Né à Greenville, ça ne s’invente pas, KG est récupéré à la sortie du lycée par Minnesota en cinquième position de la Draft 1995. La franchise est toute jeune et cherche encore une identité, un visage pour éclairer Minneapolis. Avec l’intérieur, les Timberwolves décrochent le gros lot, ou plutôt le Big Ticket. Douze saisons, titulaire indiscutable, gros défenseur, 20 points 11 rebonds à 50% au tir, KG fait du sale avec sa meute et amène la franchise huit fois (!) en Playoffs. Mais chaque année, Minny se fait déguster à la même sauce avec sept éliminations consécutives au premier tour. Il faut en avoir du courage pour rester. En même temps, il faut dire que le deuxième meilleur joueur de l’équipe s’appelle Wally Szczerbiak. Oui, pas simple. Mais en 2003, les Wolves dévorent tout le monde. En finissant premiers à l’Ouest, les Loups rêvent de titre. Dommage, cette année-là les Lakers de Karl Malone et Gary Payton terminent les Wolves et iront se faire sweeper à Detroit. Si près si loin pour Kéké, qui rempile dans les twin cities pour trois saisons. Mais avec une équipe bancale, dans un petit marché, au milieu des géants de l’Ouest, KG file à Boston à l’été 2007. Avec l’arrivée du sniper Ray Allen, Paul Pierce et Rajon Rondo accueillent leurs deux coéquipiers avec une seule mission : conquérir le titre. Le quatuor marche sur l’eau pendant la régulière, les Playoffs, et bat les Lakers de Kobe Bryant en six matchs. Explosion dans le Massachusetts, avec un Garnett en transe qui lâche l’iconique « Anything is possible ! » devant toutes les caméras braquées sur lui au centre du terrain. Pour le podcast Ledlow & Parker, le retraité s’est livré sur ce moment gravé dans sa mémoire :

« Le titre, c’est le summum. C’était le sommet du sommet de ma montagne. C’était l’objectif ultime de tout ce pour quoi je travaillais dur. Lorsque vous gagnez un titre, c’est le point culminant de toute une carrière. Cela fait repenser à tous ces moments où vous avez travaillé sur un move et toutes ces heures de boulot. Parfois vous vous questionnez sans savoir si cela va se terminer comme vous le souhaiteriez. Mais lorsque vous gagnez, votre ADN reprend le dessus. ‘Anything is possible a été pour moi un moment naturel. Ça m’est venu tout seul. Honnêtement, si je devais un jour accomplir quelque chose à ce niveau, je resterais naturel. Je ne peux même pas vous le décrire, je n’ai rien préparé, c’est sorti du cœur. »

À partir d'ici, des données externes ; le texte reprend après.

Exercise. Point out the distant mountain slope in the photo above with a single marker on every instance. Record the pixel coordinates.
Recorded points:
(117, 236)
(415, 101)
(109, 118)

Comment ne pas souvenir de ce cri sorti tout droit des plus profondes entrailles du Big Ticket ? Oui, tout est possible. Le galérien de Minnesota a buté pendant quatorze saisons sur plus fort que lui en Playoffs mais cette fois, le titre est pour lui. Si Paul Pierce est élu MVP des Finales, Kevin Garnett a quand même lâché un 18 points – 13 rebonds de moyenne dans la série face au rival californien. On a connu pire. Au-delà de la performance du Kid, ce cri est le symbole parfait pour tous les joueurs qui connaissent des difficultés à passer des tours de Playoffs, ou à glaner des bagouzes. Après 2008, KG reste cinq saisons chez les Celtics en ne parvenant pas à stopper les Lakers d’être champions en 2010, puis, en laissant le trône de l’Est au Heat. Les stats sont en baisse, la trentaine est bien passée, mais les Nets décident de parier sur Garnett pour deux saisons entre 2013 et 2015. Playoffs atteints, mais défaite prématurée. Le garçon a 38 ans et terminera finalement sa carrière dans son fief, à Minneapolis.

Kevin Garnett n’a gagné qu’un titre certes, mais cette bague vaut tout l’or du monde et de sa carrière. Comme quoi, tout est possible dans une vie. C’était en tout cas le sentiment de KG ce 17 juin 2008. Le message est bien passé.